Knight’s Troubles = ETF Trading Woes

August 02, 2012

The Knight fiasco should teach us at least one thing: Be careful trading less liquid ETFs.

Knight Capital Group’s recent hiccups in market making are causing significant issues for ETF traders, particularly in less liquid ETFs.

In the two days prior to Knight’s “algo” troubles, the average spread at 12 noon Eastern time for an ETF that normally trades less than 50,000 shares a day was 56 basis points. Since the Knight kerfuffle, the average spread has been nearly double that: 94 basis points.

But it gets worse. For those low-liquidity ETFs for which Knight is the lead market maker on the NYSE, spreads have ballooned from 0.49 percent on average to a whopping 1.53 percent.

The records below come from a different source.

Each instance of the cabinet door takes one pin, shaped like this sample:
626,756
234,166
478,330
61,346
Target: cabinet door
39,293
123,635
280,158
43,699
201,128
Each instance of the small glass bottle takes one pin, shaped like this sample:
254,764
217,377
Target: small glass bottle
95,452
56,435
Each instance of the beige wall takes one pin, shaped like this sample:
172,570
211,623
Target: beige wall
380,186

This didn’t happen at all for ETFs that trade more than 50,000 shares per day. In those cases, spreads widened by just 1 basis point, from 0.12 percent to 0.13 percent, and even the impact on the funds Knight makes markets in was minimal.

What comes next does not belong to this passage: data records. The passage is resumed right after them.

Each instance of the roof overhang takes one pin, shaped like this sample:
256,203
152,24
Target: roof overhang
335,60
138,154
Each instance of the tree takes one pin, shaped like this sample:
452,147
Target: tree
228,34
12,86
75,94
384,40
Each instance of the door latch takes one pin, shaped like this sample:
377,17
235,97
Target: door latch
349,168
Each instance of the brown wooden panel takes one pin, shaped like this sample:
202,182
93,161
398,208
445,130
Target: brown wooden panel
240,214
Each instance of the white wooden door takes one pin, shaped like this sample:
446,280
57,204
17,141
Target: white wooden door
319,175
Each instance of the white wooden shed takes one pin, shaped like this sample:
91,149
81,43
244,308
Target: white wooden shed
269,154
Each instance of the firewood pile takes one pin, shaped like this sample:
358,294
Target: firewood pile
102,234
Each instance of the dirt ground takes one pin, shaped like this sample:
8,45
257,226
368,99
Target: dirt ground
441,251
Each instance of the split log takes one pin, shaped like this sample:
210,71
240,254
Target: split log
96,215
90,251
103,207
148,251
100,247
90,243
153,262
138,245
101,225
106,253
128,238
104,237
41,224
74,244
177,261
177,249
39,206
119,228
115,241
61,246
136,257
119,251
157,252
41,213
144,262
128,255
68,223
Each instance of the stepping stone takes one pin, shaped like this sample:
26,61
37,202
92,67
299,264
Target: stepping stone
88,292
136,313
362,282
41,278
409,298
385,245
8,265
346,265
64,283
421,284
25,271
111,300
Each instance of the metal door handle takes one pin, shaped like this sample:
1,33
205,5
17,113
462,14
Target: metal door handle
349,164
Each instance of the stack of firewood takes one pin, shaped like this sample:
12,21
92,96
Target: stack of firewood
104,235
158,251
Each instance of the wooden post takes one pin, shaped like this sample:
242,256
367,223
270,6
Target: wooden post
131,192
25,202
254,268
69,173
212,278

What does this mean for investors? It means if ever there were a time to tread carefully into illiquid ETFs, now’s that time.

Knight is the largest player in this corner of the market, providing liquidity as the lead market maker (LMM) for some 150 low-volume ETFs. LMMs make a commitment to the New York Stock Exchange to maintain constant quoting on ETFs, and in many of these less liquid ETFs, the LMM will be the only market maker quoting on a regular basis.

A spot check of Level 2 screens throughout the past two days showed Knight sitting well off the already-wide bid/ask spreads on many of these ETFs, implying that its market-making desk has had other things to worry about then, well, actually making markets in these small ETFs. And as it stepped away—or decided to take on less risk—the spreads widened.

For the more liquid ETFs, the market stepped in and provided liquidity perfectly, thank you very much.

It’s worth noting that not every ETF even has an LMM—our analysis only covered some 900 ETFs with LMM designation on the NYSE for which we had viable data. It’s also worth noting that this is an entirely anecdotal snapshot. Spreads change literally by the tick, and “average spreads” are open to a lot of definitional arguments and interpretations, especially in illiquid securities.

But until this blows over, tread very carefully in small ETFs. There’s a bit of a gap in the market right now, and the spreads remain very wide for smaller ETFs.